The problem turned out to be here: https://github.com/ebmdatalab/openprescribing/blob/57d217d788dc206be850f849ddd2d1d664754d92/openprescribing/frontend/management/commands/generate_presentation_replacements.py#L114
We had some presentations where their replaced_by
field referenced a presentation which was itself replaced by some other presentation. Deleting all of these together shouldn't involve an integrity error but Django's emulation of integrity constraints in Python can't handle this properly and so throws an error.
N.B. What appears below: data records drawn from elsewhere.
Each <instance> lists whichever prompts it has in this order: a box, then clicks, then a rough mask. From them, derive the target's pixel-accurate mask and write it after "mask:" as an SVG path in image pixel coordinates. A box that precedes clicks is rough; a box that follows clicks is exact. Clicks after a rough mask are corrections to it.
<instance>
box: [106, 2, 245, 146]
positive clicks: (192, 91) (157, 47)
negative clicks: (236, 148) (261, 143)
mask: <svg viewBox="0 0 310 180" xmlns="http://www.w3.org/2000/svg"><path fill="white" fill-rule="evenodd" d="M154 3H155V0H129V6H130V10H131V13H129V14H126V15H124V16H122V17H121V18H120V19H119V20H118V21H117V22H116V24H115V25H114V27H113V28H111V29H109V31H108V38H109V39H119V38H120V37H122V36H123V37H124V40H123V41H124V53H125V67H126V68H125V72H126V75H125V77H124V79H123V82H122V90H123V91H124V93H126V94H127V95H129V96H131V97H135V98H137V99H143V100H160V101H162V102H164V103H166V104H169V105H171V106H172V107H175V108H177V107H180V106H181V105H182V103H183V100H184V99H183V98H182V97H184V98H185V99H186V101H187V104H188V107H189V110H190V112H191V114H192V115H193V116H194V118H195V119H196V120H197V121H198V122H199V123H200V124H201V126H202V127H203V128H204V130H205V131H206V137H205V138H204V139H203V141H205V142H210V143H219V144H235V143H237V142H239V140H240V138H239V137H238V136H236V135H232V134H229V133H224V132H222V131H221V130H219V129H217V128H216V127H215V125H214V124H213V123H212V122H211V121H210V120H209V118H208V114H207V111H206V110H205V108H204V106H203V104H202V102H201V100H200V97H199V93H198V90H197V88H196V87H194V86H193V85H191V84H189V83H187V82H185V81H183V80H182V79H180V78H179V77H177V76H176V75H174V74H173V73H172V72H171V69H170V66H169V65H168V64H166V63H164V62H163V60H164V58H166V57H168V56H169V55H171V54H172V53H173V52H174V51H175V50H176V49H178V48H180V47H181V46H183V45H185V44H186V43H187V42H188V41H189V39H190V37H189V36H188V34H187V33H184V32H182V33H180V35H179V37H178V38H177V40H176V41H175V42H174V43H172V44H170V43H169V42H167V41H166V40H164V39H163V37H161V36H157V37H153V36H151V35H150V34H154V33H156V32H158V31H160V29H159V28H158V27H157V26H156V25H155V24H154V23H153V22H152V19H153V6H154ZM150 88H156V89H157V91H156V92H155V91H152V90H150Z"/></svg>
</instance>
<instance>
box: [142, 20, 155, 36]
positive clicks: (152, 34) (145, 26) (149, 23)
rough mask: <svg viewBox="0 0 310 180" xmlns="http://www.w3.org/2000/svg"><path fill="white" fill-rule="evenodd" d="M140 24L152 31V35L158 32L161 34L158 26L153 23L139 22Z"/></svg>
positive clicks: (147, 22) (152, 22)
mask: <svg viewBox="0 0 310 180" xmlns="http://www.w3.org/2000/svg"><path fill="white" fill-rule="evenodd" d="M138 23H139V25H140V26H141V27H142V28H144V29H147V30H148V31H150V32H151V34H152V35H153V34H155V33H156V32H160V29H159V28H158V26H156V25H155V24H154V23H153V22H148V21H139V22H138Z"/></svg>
My workaround was just to perform the equivalent delete directly in the psql
console and then run the command which then completed successfully.
I'm still not closing this ticket because we need to re-import (at least some of) the data. This means rebuilding the matrixstore prescribing file using the new presentation replacements. And possibly re-importing the measures if any of them are affected (@richiecroker is checking this).
I've now rebuilt the MatrixStore file using the updated BNF code replacements and deployed it.
I've also generated a list of all BNF codes used in all measures, using this script:
from collections import defaultdict
from frontend.models import Measure
bnf_codes = defaultdict(set)
for measure in Measure.objects.all():
for c in measure.numerator_bnf_codes or ():
bnf_codes[c].add(measure.id)
for c in measure.denominator_bnf_codes or ():
bnf_codes[c].add(measure.id)
for code, ids in sorted(bnf_codes.items()):
print(f"{code},{','.join(sorted(ids))}")
@richiecroker is working on assessing the impact of the code changes on any measures and will amend and re-import the measures as needed.
For an assessment on the impact on measures, see #3746. Several are affected, and for expediency we're reimporting all of them.
Upading this issue for future archaeologists
The mapping emails were originally supplied in August 2016, by a Graham Mitchell from NHSBSA.
In June 2017 we were given a contact Margaret Dockey, Prescription Information Services Manager who provided the latest spreadsheet entitled DRUG_SNOMED_BNF_20170714.xlsx
. In October she provided an updated entitled Converted Snomed - BNF.XLSX
The BSA provide code maps on an annual basis to map where BNF code changes. We have a list of what we have used here.
However we appear to have a number of missing years:
2016
Using the code below suggests there are no missing BNF code changes between December 2015 and January 2016 data
2019
Using similar code to above, with
WHERE month BETWEEN '2018-12-01' AND '2019-01-01'
also returns no data.2021
NHSBSA have released a BNF code change map for 2021 here. Running the code above suggests that this file hasn't been imported.
2022
NHSBSA have released a BNF code change map for 2022 here. Running the code above suggests that this file hasn't been imported.
Can we import these as soon as possible to ensure that there aren't issues with data quality please. Also it's likely the 2023 map will be out in February 2023, so we need to check then for any code change maps.